C'est-à-dire qu'il n'y a plus que l'Eglise, car le Christ est le Chef de ce Corps qu'il est venu bâtir avec lui-même.
L'Eglise exploite donc ce Psautier qui lui livre la prière de son chef, qui lui permet de communier à cette prière et d'y accorder le cœur des siens. L'usage qu'elle en fait n'est que le mouvement naturel de son être, il est simplement fidélité. Il faut moins prouver l'usage qu'en fait l'Eglise - cela éclate aux yeux et en particulier dans l'acte essentiel de son ministère - que découvrir les lois de cet usage pour nous y adapter.
Ces lois sont claires :
- Tout le Psautier passe désormais par le Christ. Il n'y a plus de prière qui ne soit la sienne.
- Le Psautier a révélé ce qui était sa destination profonde : il appartient au Christ. C'est donc faussement qu'on parlerait de le christianiser, comme s'il n'était pas chrétien dès l'abord : il faut y reconnaître le Christ et laisser ces prières s'achever en les faisant passer par la bouche et le cœur du Christ.
Des études récentes ont fait la preuve que le Psautier était entré dans la prière de l'Église expressément en tant que porteur du Christ. Tous ces chants parlent de lui ou le montrent parlant à son Père. C'est ainsi que l'entendent les Pères et les ouvrages monastiques dans la manière dont ils traitent le Psautier.
Un exemple, décisif et infiniment riche, de cette utilisation des Psaumes, c'est la liturgie de la Semaine Sainte : les chants abondent dans les offices, depuis le Dimanche de la Passion, où des mots des Psaumes sont pris comme chantés par le Christ lui-même et exprimant ses sentiments.
Mais du coup, chacun de ceux qui récitent les Psaumes se trouve incorporé à tous les autres.
C'est la voix de l'Église, et le Psautier se refuse presque, quand on ne veut pas adopter une fois pour toutes cette loi.

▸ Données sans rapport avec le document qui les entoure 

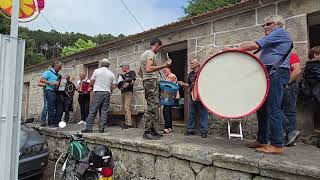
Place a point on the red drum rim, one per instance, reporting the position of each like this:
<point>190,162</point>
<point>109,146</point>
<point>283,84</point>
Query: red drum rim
<point>240,116</point>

S'il s'agit de la misère du monde, cette misère est la nôtre comme Jésus en a fait la sienne. Ceux qui n'ont pas de voix trouvent en nous une voix.
S'il s'agit de la sainteté de l'Église, c'est encore la nôtre, car nous sommes un avec les Saints et leur chant est légitimement le nôtre.

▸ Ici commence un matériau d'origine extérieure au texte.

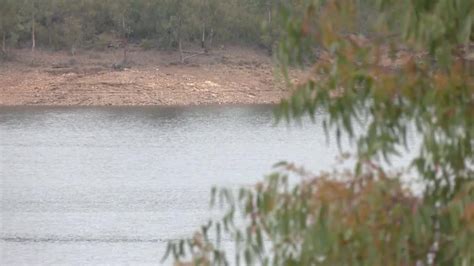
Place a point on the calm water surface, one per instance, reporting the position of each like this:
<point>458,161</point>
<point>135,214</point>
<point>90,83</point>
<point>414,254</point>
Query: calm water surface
<point>112,185</point>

Le Psautier, comme prière parfaite de l'Église, nous apprend à nous perdre pour nous retrouver. Le Corps mystique qui est l'Église transcende l'espace et le temps. Les Psaumes nous font revivre le passé et son attente, nécessaire pour ouvrir nos âmes dans l'humilité ; ils nous ouvrent l'avenir, nécessaire pour ouvrir nos âmes à l'espérance.
Et toute cette prière va ainsi au but commun, définitif, qui est le Royaume de Dieu. Si le chrétien veut vivre dans l'esprit de l'Église, il lui faut, contre l'enlisement du présent, entretenir l'attente de la Parousie. Cette attente si fervente dans la prière des origines, si vivante dans la prière officielle de l'Église, risque d'être absente de la conscience chrétienne. Elle est cependant essentielle à la Révélation ; elle est nécessaire pour triompher du monde.
Or les Psaumes sont tendus vers ce but suprême, ils entraînent la nostalgie de Dieu et ce sentiment d'être des pèlerins vers une autre patrie.